Wichita North High among Kansas schools that received hoax calls of threats

Wichita North High School was among several Kansas high schools that went into lockdown Wednesday because of a hoax call about an active shooter.

The “hoax call” at North was made around 8 a.m. The school went into lockdown while Wichita police, school administrators and security checked the building and cleared it in about 15 minutes.

The Wichita Police Department “believes this to be another hoax call, similar to the one we received in September,” USD 259 spokesperson Susan Arensman said.

Wichita police said they think the call at North High was connected to others around the state.

High schools in El Dorado, Topeka, Manhattan, Lawrence and Garden City all had false reports of an active shooter as well around 8:10 a.m., 8:15 a.m., 8:30 a.m., 8:30 a.m. and 9:15 a.m.

Junction City Police Department said on Facebook that they had a hoax call at 8:41 a.m. of an “active threat” at the high school.

“I can tell you that schools in all parts of Kansas were affected, but at this time we aren’t sharing a list of each of the schools/jurisdictions who received the calls,” Kansas Bureau of Investigations spokesperson Melissa Underwood said in an email.

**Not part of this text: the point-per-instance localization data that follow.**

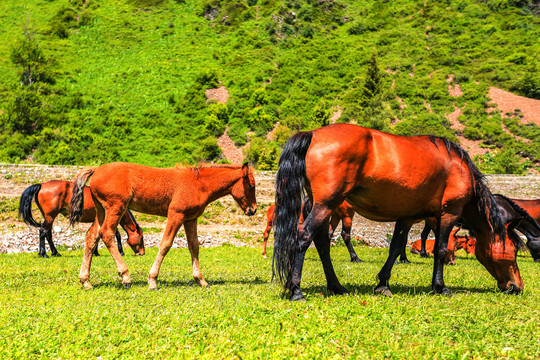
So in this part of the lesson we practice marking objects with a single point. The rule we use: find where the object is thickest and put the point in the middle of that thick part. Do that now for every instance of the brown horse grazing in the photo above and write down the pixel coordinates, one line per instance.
(384, 177)
(343, 213)
(52, 198)
(181, 194)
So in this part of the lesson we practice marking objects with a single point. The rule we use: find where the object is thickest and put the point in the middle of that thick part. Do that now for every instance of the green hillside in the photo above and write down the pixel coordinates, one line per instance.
(88, 82)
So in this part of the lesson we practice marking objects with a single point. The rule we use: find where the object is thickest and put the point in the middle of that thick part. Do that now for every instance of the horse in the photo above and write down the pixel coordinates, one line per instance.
(385, 177)
(344, 213)
(52, 198)
(455, 242)
(520, 215)
(180, 193)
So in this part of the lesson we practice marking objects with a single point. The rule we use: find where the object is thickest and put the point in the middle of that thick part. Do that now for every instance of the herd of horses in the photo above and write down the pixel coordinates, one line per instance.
(325, 176)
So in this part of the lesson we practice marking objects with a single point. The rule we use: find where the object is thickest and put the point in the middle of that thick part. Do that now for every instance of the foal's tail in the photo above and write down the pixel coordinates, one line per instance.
(76, 205)
(291, 183)
(25, 204)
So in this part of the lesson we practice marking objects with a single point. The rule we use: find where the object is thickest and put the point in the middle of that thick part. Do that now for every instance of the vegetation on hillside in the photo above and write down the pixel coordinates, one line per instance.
(88, 82)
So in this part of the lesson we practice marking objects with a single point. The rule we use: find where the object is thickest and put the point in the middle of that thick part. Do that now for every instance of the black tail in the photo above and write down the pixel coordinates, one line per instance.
(25, 204)
(76, 205)
(291, 183)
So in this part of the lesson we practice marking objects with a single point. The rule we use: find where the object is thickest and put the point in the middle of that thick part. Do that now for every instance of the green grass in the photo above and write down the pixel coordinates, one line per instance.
(45, 313)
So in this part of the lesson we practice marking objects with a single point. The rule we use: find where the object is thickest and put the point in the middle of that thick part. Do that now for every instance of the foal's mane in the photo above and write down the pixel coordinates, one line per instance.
(196, 169)
(484, 195)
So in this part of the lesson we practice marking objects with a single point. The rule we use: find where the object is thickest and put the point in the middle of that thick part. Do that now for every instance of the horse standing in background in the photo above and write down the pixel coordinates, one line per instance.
(343, 213)
(52, 198)
(384, 177)
(180, 193)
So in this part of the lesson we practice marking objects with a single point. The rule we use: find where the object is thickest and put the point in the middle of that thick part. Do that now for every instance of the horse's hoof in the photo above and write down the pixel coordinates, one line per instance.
(512, 290)
(383, 290)
(444, 291)
(87, 286)
(297, 297)
(338, 290)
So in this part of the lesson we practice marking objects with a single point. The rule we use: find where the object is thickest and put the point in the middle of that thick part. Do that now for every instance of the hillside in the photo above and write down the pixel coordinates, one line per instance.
(94, 81)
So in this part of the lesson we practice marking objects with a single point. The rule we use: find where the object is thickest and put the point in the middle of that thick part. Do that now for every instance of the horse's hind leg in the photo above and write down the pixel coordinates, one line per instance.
(92, 239)
(423, 239)
(54, 251)
(174, 222)
(346, 235)
(119, 242)
(401, 231)
(322, 244)
(193, 243)
(439, 251)
(317, 217)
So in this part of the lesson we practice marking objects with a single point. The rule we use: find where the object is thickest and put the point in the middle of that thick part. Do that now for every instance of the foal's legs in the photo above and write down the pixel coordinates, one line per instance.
(174, 222)
(401, 231)
(92, 239)
(193, 243)
(317, 217)
(45, 231)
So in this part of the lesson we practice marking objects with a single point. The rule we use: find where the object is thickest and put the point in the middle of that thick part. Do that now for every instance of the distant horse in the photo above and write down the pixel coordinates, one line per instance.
(520, 215)
(343, 213)
(384, 177)
(52, 198)
(179, 193)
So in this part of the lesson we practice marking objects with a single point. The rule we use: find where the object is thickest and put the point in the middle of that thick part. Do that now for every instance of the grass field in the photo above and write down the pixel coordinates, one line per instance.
(45, 314)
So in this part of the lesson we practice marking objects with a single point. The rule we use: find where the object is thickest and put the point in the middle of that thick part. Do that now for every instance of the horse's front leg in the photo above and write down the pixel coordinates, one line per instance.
(322, 244)
(317, 217)
(439, 252)
(174, 222)
(92, 239)
(423, 239)
(193, 244)
(401, 231)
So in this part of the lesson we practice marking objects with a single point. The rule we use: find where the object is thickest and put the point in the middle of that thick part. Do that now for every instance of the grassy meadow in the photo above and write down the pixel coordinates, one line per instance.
(46, 314)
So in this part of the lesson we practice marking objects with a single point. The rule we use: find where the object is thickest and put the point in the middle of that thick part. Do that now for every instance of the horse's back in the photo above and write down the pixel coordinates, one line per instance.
(385, 176)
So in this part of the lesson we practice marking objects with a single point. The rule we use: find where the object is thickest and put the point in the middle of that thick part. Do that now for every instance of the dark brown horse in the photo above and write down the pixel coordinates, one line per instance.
(52, 198)
(181, 194)
(385, 178)
(343, 213)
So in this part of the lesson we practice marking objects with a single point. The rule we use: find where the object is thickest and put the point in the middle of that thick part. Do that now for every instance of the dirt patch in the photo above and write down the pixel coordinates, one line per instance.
(508, 102)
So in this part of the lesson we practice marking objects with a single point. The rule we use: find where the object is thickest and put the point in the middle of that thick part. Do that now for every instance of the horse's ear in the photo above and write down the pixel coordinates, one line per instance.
(245, 169)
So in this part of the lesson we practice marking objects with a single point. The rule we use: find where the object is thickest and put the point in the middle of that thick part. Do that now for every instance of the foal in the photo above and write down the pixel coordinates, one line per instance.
(179, 193)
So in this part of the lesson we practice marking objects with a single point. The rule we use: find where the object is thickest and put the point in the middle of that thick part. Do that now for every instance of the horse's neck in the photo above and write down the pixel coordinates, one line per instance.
(217, 182)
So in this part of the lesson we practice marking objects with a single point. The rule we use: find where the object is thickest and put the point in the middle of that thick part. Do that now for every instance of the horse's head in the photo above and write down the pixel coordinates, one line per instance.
(136, 242)
(244, 191)
(499, 258)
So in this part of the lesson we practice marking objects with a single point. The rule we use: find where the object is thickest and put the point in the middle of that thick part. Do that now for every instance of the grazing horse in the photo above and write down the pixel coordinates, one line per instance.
(523, 216)
(343, 213)
(52, 198)
(384, 177)
(520, 215)
(180, 193)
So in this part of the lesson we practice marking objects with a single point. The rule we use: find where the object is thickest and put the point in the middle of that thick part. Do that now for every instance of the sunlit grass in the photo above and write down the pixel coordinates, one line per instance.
(243, 315)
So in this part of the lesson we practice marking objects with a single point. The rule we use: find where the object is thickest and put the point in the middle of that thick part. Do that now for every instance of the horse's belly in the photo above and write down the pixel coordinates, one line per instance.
(391, 205)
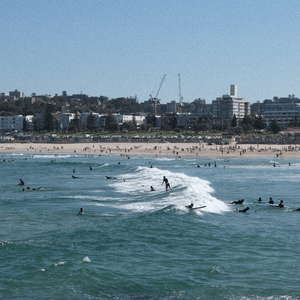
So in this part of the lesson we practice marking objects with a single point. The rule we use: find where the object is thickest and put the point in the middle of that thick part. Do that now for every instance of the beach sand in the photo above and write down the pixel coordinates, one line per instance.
(159, 149)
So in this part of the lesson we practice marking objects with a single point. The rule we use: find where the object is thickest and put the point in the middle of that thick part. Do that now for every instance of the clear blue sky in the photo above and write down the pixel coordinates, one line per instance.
(121, 48)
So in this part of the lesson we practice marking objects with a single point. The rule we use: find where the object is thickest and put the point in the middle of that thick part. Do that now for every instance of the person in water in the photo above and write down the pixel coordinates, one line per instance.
(165, 180)
(242, 210)
(190, 206)
(237, 202)
(280, 205)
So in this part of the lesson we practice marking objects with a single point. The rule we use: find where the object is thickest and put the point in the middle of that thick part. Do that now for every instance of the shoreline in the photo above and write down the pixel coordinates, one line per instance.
(159, 149)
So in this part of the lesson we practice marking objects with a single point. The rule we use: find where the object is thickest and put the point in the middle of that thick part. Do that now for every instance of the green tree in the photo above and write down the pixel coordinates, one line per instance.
(49, 124)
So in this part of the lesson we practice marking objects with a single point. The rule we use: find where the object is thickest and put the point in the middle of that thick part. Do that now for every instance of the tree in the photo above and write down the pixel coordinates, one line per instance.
(234, 121)
(49, 119)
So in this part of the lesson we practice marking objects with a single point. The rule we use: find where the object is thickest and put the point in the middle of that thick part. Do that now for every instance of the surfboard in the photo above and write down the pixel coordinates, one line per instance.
(195, 207)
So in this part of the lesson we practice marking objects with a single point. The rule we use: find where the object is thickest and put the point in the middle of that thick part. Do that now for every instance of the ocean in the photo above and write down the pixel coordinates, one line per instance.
(133, 243)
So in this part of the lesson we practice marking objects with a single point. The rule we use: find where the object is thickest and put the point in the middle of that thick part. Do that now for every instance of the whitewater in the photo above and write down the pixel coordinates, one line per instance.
(133, 243)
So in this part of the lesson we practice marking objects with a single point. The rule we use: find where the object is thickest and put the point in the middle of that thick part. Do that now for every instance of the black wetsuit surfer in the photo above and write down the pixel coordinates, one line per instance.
(165, 180)
(237, 202)
(242, 210)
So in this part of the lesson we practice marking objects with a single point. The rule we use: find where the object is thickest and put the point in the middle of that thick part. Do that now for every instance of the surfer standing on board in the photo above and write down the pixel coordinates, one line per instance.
(165, 180)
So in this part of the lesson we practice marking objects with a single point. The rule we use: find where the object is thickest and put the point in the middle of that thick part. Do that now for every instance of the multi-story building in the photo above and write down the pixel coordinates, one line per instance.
(15, 123)
(65, 120)
(16, 94)
(284, 110)
(139, 120)
(225, 107)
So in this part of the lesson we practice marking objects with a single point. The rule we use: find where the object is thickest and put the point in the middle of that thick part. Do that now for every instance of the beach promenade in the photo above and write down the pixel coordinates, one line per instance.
(159, 149)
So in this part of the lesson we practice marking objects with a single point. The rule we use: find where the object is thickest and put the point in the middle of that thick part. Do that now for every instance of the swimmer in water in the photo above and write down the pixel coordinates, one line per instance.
(280, 205)
(237, 202)
(242, 210)
(165, 180)
(190, 206)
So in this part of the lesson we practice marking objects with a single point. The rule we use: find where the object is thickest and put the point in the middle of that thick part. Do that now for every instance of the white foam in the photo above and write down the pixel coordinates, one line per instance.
(85, 259)
(186, 190)
(59, 263)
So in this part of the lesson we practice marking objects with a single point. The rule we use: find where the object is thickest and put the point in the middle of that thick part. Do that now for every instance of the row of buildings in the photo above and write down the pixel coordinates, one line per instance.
(223, 109)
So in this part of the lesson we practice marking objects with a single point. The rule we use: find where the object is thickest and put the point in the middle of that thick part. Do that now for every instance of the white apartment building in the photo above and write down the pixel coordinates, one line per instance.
(17, 94)
(12, 123)
(139, 120)
(65, 120)
(227, 106)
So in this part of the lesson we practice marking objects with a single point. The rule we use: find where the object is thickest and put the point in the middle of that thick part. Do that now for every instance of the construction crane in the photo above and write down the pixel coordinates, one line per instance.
(155, 100)
(180, 97)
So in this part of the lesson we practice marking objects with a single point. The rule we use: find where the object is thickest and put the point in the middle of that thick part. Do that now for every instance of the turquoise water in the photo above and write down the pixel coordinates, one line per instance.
(135, 244)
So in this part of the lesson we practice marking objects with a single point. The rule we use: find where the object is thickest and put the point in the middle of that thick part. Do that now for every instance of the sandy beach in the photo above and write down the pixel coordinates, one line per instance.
(159, 149)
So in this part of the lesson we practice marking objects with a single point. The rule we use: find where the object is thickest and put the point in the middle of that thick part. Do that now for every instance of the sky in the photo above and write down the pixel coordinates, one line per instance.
(119, 48)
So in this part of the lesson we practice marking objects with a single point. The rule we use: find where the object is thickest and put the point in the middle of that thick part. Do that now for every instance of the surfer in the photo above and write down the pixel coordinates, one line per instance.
(280, 205)
(237, 202)
(242, 210)
(190, 206)
(165, 180)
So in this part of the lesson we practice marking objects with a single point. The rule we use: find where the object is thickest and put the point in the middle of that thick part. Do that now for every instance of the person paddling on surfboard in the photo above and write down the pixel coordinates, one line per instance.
(190, 206)
(237, 202)
(280, 205)
(165, 180)
(242, 210)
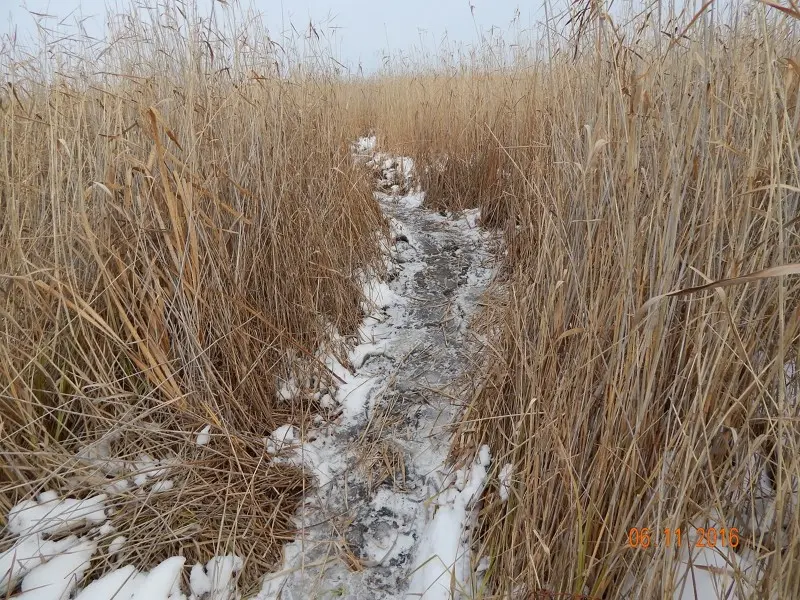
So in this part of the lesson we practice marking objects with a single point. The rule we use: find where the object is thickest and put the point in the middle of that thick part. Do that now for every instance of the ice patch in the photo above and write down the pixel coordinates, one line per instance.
(412, 200)
(443, 554)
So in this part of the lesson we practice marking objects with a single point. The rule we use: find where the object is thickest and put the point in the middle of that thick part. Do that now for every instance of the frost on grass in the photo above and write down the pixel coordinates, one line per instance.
(505, 481)
(204, 436)
(444, 554)
(44, 567)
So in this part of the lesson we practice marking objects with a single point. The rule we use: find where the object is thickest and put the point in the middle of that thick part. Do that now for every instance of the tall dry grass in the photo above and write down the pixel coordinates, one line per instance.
(180, 224)
(625, 160)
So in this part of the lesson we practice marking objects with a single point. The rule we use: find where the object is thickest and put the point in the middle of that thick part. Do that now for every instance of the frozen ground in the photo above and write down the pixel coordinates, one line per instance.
(390, 519)
(387, 518)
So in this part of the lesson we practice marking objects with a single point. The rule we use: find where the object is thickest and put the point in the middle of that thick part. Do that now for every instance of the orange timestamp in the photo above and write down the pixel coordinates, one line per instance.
(710, 537)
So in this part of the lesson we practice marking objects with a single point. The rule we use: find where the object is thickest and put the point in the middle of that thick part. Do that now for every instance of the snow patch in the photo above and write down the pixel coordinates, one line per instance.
(444, 554)
(505, 481)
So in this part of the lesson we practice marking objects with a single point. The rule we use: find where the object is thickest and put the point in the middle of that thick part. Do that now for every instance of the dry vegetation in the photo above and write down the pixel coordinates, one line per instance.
(177, 223)
(173, 226)
(623, 163)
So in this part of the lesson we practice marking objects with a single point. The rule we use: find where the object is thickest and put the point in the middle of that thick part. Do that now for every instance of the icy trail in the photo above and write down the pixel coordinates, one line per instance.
(390, 519)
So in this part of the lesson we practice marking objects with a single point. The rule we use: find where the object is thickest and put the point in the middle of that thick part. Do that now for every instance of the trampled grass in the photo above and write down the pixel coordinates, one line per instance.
(175, 228)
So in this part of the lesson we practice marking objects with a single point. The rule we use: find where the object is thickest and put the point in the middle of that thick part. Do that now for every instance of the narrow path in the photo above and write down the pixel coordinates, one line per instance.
(381, 467)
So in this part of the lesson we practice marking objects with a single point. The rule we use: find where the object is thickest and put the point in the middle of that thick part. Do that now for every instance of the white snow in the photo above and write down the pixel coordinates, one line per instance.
(119, 584)
(380, 296)
(117, 544)
(221, 571)
(162, 486)
(505, 481)
(473, 216)
(159, 582)
(57, 578)
(444, 554)
(199, 583)
(365, 145)
(28, 553)
(285, 436)
(54, 515)
(413, 200)
(204, 436)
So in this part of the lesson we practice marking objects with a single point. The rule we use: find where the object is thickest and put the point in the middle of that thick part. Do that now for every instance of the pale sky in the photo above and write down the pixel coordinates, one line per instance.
(362, 30)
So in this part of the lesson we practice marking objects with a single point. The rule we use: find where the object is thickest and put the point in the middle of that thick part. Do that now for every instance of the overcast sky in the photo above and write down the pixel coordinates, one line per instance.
(365, 29)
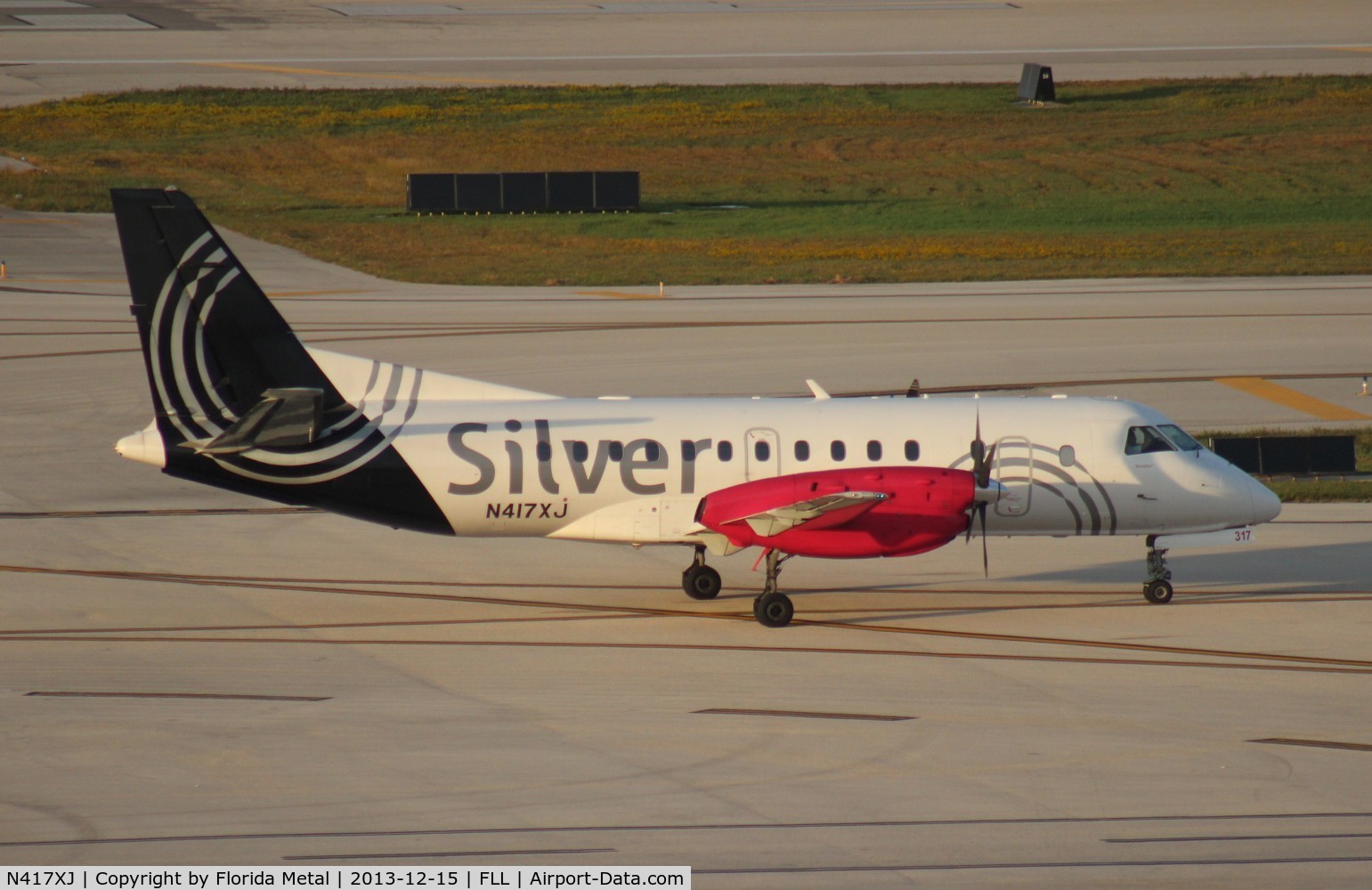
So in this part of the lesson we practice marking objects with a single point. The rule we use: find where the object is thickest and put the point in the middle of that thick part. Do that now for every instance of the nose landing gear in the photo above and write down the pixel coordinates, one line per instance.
(1158, 587)
(699, 580)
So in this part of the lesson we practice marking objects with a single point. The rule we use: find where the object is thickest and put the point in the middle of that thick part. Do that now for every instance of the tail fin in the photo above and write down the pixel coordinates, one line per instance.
(239, 402)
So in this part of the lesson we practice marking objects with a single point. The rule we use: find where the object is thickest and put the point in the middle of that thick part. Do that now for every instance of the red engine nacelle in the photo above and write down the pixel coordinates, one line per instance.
(922, 509)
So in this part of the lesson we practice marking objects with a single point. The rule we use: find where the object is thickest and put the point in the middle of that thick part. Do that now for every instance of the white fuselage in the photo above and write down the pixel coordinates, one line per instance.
(504, 461)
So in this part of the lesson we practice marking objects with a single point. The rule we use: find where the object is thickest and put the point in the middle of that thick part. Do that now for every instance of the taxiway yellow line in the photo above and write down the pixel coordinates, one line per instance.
(621, 295)
(1290, 398)
(281, 69)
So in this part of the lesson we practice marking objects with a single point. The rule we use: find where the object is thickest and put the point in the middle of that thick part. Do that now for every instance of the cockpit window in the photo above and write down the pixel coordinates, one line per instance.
(1146, 441)
(1179, 438)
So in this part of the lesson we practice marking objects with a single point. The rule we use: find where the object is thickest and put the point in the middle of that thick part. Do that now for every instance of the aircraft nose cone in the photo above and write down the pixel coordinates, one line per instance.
(1265, 505)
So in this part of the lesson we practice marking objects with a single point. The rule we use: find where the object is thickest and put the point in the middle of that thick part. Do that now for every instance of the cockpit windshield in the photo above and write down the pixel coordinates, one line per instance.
(1162, 438)
(1181, 438)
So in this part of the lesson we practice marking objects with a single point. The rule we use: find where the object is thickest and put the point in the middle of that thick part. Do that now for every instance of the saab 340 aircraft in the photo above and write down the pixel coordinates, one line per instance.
(239, 402)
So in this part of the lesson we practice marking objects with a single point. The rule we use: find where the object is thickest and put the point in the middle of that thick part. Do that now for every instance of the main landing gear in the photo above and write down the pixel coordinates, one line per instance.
(774, 608)
(699, 580)
(771, 609)
(1158, 587)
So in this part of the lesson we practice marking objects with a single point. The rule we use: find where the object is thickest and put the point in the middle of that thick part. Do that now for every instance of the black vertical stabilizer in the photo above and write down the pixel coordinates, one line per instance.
(218, 355)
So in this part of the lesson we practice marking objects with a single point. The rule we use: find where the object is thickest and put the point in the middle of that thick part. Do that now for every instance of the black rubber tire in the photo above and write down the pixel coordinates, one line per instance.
(1157, 591)
(774, 609)
(702, 582)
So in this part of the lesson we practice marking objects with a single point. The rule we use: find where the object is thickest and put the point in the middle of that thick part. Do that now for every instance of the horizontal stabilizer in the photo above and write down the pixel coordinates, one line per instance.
(286, 417)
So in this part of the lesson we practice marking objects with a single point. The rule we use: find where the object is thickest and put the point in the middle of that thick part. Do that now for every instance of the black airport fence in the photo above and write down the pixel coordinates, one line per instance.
(522, 192)
(1298, 456)
(1036, 84)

The swatting calls have been happening across the country recently. At least eight schools went into lockdown in Minnesota because of hoax calls on Monday and Tuesday, CBS reported. Last week, Colorado Public Radio reported at least a dozen school districts were affected by hoax calls.

The FBI in Kansas City did not immediately reply to a question about the connection between the swatting calls across the country and in Kansas.

El Dorado Public Schools spokesperson Kimberly Koop said the caller used a Google-generated number to call in the shooting at the high school. The school district locked down the elementary, middle and high school, Koop said.

The call was made to City Hall and that employee forwarded on the call to 911, El Dorado police chief Mike Holton said. As police searched the high school, police learned that it was possibly a hoax call and that other cities were having swatting calls where the caller “poses as a school teacher from a specific school” and reports a school shooting, he said.

Koop said the lockdowns at the elementary and middle school were lifted about 15 minutes later and the high school 10 minutes after that after police determined it was a hoax call, Koop said.

Lawrence Police Department tweeted a video showing officers responding to the 911 call of an active shooter at Free State High School. The video showed body, dashcam footage and surveillance video of officers flooding out of the department.

In the video, you can hear emergency communications traffic. An emergency communications official says the caller even gave them a name of the reported shooter, though the name given was redacted in the video.

Calls in September also affected multiple schools. The FBI’s Kansas City division said it had several swatting calls at schools in Kansas and Missouri but didn’t say what schools. Wichita police spokesperson Chad Ditch said he was not aware of any arrests in the September call. Bridget Patton, a spokesperson for the KBI in Kansas said they didn’t have “any information pertaining to any federal charges” from the September incidents.

Swatting is the act of making a false or prank call to law enforcement in an attempt to send armed officers to a particular address. A swatting call made in 2017 from a man in Los Angeles left Andrew Finch of Wichita dead after he was shot at his doorstep by Wichita police.